Alberta me acompañó a la entrada de la gruta y dijo: “Esto es muy sagrado. Aquí lo más importante es que alumbres tu corazón y tu conciencia, para que la sabiduría del Rebe encuentre tu alma y juntos asciendan por el árbol de la vida hasta kéter (la corona). Tienes solo unos segundos para estar allá arriba unida al Creador; si te demoras más tiempo es peligroso, te puedes fundir con la divinidad y desaparecer de la tierra. Te esperaré afuera”.
Afuera ya caía el sol y estaban prendiendo el fuego, haciendo los rezos, preparando el auditorio lleno de sillas, bancas de madera y unos mesones.
La experiencia mística es la suprema transformación del alquimista, del buscador o buscadora espiritual, es el goce infinito de la gracia divina que te permite ingresar al templo más sagrado y lejano, donde el alma vuelve a estar unida a Dios. Es un éxtasis que embriaga a los creyentes y enloquece a quienes no están preparados aún para ese regalo.
Entré a la gruta y vi a varias personas, entre ellas a mi maestro de kabbalah que me hacía un gesto con la mano. Me aproximé y comencé a temblar, no supe qué hacer, me ahogaba y salí corriendo.

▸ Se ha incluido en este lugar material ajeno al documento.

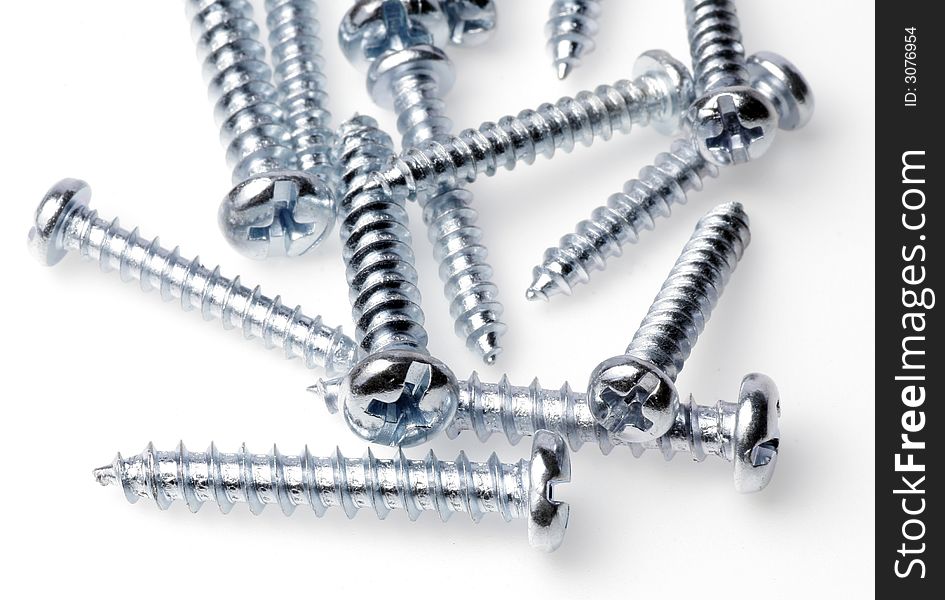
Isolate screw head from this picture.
[27,179,92,267]
[746,52,815,130]
[218,171,336,260]
[587,355,679,442]
[367,44,456,110]
[687,87,778,166]
[528,430,571,552]
[732,373,781,494]
[335,350,459,446]
[633,50,695,135]
[440,0,497,48]
[338,0,449,71]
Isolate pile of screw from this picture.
[29,0,814,551]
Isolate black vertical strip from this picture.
[876,0,945,599]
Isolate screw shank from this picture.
[626,203,751,381]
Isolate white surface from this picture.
[0,0,874,598]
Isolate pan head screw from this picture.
[745,52,815,131]
[688,86,778,166]
[732,373,781,494]
[587,355,679,442]
[441,0,497,48]
[219,171,335,260]
[28,179,92,267]
[338,0,449,71]
[528,430,571,552]
[336,350,459,446]
[633,50,695,135]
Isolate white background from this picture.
[0,0,874,598]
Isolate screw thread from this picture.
[626,202,751,381]
[686,0,750,95]
[266,0,334,182]
[378,52,507,364]
[94,443,529,522]
[63,206,357,374]
[545,0,600,79]
[335,116,427,354]
[187,0,296,184]
[447,373,738,462]
[391,59,453,149]
[423,189,508,365]
[528,140,718,299]
[384,75,674,199]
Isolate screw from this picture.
[339,0,506,364]
[335,116,458,446]
[545,0,600,81]
[266,0,335,189]
[587,202,751,442]
[366,50,693,199]
[528,52,814,300]
[29,179,357,374]
[438,373,781,493]
[440,0,497,48]
[686,0,778,166]
[94,431,571,552]
[187,0,335,259]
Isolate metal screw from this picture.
[335,116,458,446]
[545,0,600,80]
[528,52,814,300]
[339,0,506,364]
[94,431,571,552]
[686,0,778,166]
[440,0,497,48]
[366,50,693,199]
[187,0,335,259]
[587,202,751,442]
[266,0,335,189]
[438,373,781,493]
[29,179,357,374]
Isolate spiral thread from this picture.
[379,49,508,364]
[391,59,453,149]
[335,116,427,354]
[545,0,600,80]
[187,0,297,184]
[686,0,749,96]
[57,206,357,375]
[384,75,685,200]
[266,0,334,183]
[447,373,738,462]
[94,443,529,522]
[626,202,751,381]
[423,189,508,365]
[528,140,719,300]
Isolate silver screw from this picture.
[187,0,335,259]
[545,0,600,80]
[438,373,781,493]
[266,0,335,189]
[339,0,506,364]
[94,431,571,552]
[29,179,357,374]
[587,202,751,442]
[366,50,693,199]
[335,116,458,446]
[686,0,778,166]
[440,0,497,48]
[528,52,814,300]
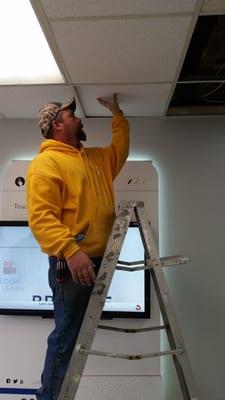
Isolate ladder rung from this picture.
[116,255,190,272]
[77,345,183,361]
[98,325,166,333]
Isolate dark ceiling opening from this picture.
[167,15,225,115]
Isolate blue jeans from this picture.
[36,257,101,400]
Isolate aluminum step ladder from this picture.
[58,201,199,400]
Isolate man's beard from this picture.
[76,124,87,142]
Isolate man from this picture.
[27,94,129,400]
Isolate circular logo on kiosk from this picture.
[15,176,25,186]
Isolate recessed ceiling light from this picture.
[0,0,65,85]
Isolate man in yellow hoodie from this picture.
[27,94,129,400]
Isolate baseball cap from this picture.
[38,98,76,137]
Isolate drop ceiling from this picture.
[0,0,225,118]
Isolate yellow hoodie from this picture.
[27,113,129,258]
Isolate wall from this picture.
[0,113,225,400]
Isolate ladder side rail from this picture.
[58,202,134,400]
[134,207,198,400]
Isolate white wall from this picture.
[0,117,225,400]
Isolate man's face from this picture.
[61,108,87,141]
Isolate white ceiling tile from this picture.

El aire frío de la noche se estrelló en mis mejillas, mientras varias personas cantaban y bailaban alegremente.
La vida es una celebración constante.
Había palpado el gran misterio y al sentirme de regreso en el hoy, un rayo luminoso me despertó a las verdades esenciales; en un abrir y cerrar de ojos la suerte estaba echada, experimenté una apertura infinita que nunca había sentido antes y todo ese deseo, anhelo espiritual, se alojó en mi corazón.
Las creencias y prejuicios son el filtro a través del cual percibimos el mundo. Ellos fueron establecidos por la familia según la cultura, la sociedad, para mantener el sistema imperante. Ahora desde la gratitud podemos decirles “sí, gracias” y liberarnos, pues nos damos cuenta de que en su mayoría están obsoletos o son limitantes.
Desde mi ser interior agradecí lo aprendido con mis padres en mi infancia y les pedí simbólicamente permiso para tomar mi propio destino; aunque sus experiencias los habían llevado por otros caminos, que respetaba totalmente, yo necesitaba avanzar en lo mío.
Ese momento de mi vida me dio la seguridad de que lo que me resonaba en el corazón era este sendero sin estructuras, independiente de iglesias, sinagogas o templos, y tenía que abrazar simplemente lo que mi alma me susurraba amorosamente.
Me sentí un poco aturdida por las emociones de ese día, pero también feliz y cansada.
Fui a hacer la fila de la comida, me encontré con otra pita con faláfel que ahora tenía un sabor maravilloso que disfruté y luego me refugié sola en el bus. Habían dejado mantas en los asientos y eso lo recibí como un regalo más que el día me brindaba. Me acurruqué y me quedé profundamente dormida.
La magia de ese día fue como una corona de luz.
Pensé que uno podía valorar lo que sus padres le transmitieron, pero también debía buscar lo propio, aquello que le hacía vibrar y que es único para cada persona.